Using both unlabeled and labeled data, we extract features for each document. As in the original paper, we set dimension 400 for both of PV-DM and PV-DBOW and concatenate them; i.e., we have (75000, 800) for training.

In [ ]:
from gensim.models.doc2vec import Doc2Vec

pvdm = Doc2Vec(train_labeled[0] + train_unlabeled[0], size=400, dm=1,
                 window=5, min_count=5, workers=4, max_vocab_size=50000, iter=11)
pvdbow = Doc2Vec(train_labeled[0] + train_unlabeled[0], size=400, dm=0,
                 window=5, min_count=5, workers=4, max_vocab_size=50000, iter=11)

After training, we can get vector for paragraphs by attribute, 'infer_vector'

In [ ]:
def get_vectors(doc2vec, sentences):
    return np.array(list(map(lambda x: doc2vec.infer_vector(x.words), sentences)))
In [ ]:
# get paragraph vectors for training
train_pvdm = get_vectors(pvdm, train_labeled[0])
train_pvdbow = get_vectors(pvdbow, train_labeled[0])
train_paragraph = np.concatenate((train_pvdm, train_pvdbow), axis=1)
# get paragraph vectors for prediction
test_pvdm = get_vectors(pvdm, test_data[0])
test_pvdbow = get_vectors(pvdbow, test_data[0])
test_paragraph = np.concatenate((test_pvdm, test_pvdbow), axis=1)

Note that though we extracted the features through method 'infer_vector', we can also get features by 'pvdm(pvdbow).docvecs.doctag_syn0'. Since obtaining features through ‘infer_vector’ leads to better performance, we employed ‘infer_vector’ for both of training and test.

Now, we work on Logistic Regression with keras.

In [ ]:
from keras.layers import Dense
from keras.optimizers import Adam

model = Sequential()
model.add(Dense(1, activation='sigmoid', name='output',  input_shape=[800]))

opt = Adam(lr=1e-3)
model.compile(loss='binary_crossentropy', optimizer=opt, metrics=['acc'])
In [ ]:
model.fit(train_paragraph, train_labeled[1], nb_epoch=100, batch_size=1000, verbose=2)
In [ ]:
prediction = model.predict_classes(test_paragraph)[:, 0]

Here is the result:

BOW Word2Vec Doc2Vec
Accuracy 86.6% 84.3% 87.5%

3. Discussion

In this article, we have reviewed three vector representation of documents and compare their qualities as features of logistic regression.
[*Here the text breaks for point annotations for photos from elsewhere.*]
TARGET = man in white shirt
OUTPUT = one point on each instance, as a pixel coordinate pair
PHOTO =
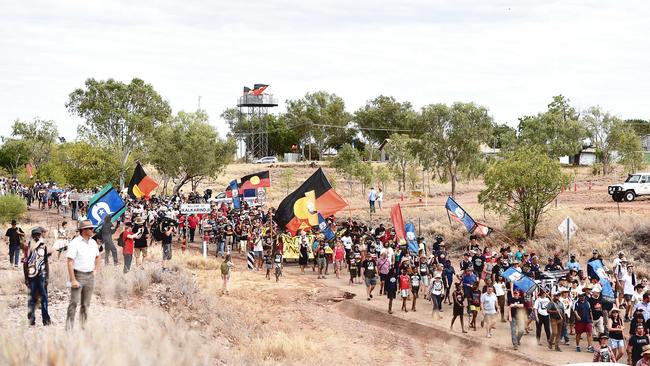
(83, 259)
(489, 306)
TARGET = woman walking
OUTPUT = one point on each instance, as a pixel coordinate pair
(459, 301)
(304, 253)
(541, 315)
(616, 326)
(226, 268)
(436, 290)
(390, 288)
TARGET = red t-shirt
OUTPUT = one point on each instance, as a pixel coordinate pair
(128, 243)
(404, 282)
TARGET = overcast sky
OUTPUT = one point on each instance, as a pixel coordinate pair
(510, 56)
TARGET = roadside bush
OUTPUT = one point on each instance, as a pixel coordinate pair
(12, 207)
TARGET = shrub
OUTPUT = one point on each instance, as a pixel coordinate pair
(12, 207)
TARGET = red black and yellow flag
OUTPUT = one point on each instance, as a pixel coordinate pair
(141, 184)
(300, 209)
(255, 180)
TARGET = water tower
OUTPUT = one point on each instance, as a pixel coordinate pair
(253, 107)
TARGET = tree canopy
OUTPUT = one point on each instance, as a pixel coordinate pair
(522, 185)
(118, 116)
(452, 137)
(192, 149)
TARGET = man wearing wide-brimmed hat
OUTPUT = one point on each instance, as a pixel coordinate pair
(83, 259)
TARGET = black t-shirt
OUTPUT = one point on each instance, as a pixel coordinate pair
(14, 238)
(142, 241)
(369, 268)
(637, 343)
(512, 300)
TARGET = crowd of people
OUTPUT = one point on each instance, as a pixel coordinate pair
(566, 302)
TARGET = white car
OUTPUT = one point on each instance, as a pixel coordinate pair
(267, 160)
(637, 184)
(252, 201)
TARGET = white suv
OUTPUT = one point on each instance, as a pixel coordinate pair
(637, 184)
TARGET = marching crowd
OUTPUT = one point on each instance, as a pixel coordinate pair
(566, 303)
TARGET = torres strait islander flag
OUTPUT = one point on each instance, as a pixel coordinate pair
(141, 184)
(299, 210)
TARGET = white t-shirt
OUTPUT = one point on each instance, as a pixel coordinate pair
(489, 303)
(500, 289)
(541, 304)
(83, 253)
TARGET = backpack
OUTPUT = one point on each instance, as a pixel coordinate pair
(225, 269)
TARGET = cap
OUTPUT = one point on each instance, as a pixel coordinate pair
(85, 224)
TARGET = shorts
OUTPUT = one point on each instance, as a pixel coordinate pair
(167, 251)
(137, 251)
(489, 318)
(583, 327)
(616, 343)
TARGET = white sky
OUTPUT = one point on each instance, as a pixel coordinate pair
(510, 56)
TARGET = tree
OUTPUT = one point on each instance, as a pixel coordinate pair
(40, 136)
(503, 137)
(602, 129)
(189, 148)
(118, 116)
(452, 136)
(641, 127)
(522, 185)
(320, 118)
(557, 130)
(287, 178)
(14, 154)
(629, 149)
(364, 172)
(400, 149)
(380, 117)
(346, 162)
(82, 165)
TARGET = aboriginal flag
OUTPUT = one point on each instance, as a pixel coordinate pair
(256, 180)
(299, 210)
(141, 184)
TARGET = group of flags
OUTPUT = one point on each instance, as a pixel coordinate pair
(257, 89)
(459, 214)
(247, 186)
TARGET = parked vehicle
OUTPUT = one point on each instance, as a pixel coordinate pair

One of the benefits of Doc2Vec does not require high dimensional parameter space unlike BOW. For example, while Doc2Vec has 800 dimensional features in the experiment, BOW results in 5000 dimensional features to keep the quality. Besides that, Doc2Vec resulted in the best performance in the experiment.

We have implemented logistic regression through deep learning framework library ‘keras’, which makes it easy to extend logistic regression to multiple layer neural network by adding some layers. In the paper of Doc2Vec, by adding hidden layer with 50 units, they achieved 92.6% accuracy, which is far from our results. (By adding hidden layer with some regularization like batch normalization and dropout, we could not achieve this accuracy in the experiment). Since we did not choose hyper parameters with validation, we have possibilities need to improve the qualities of vectors with better hyper parameters.

As a feature work, by combining state-of-art deep learning algorithm after Doc2Vec layer, we can improve the performance more.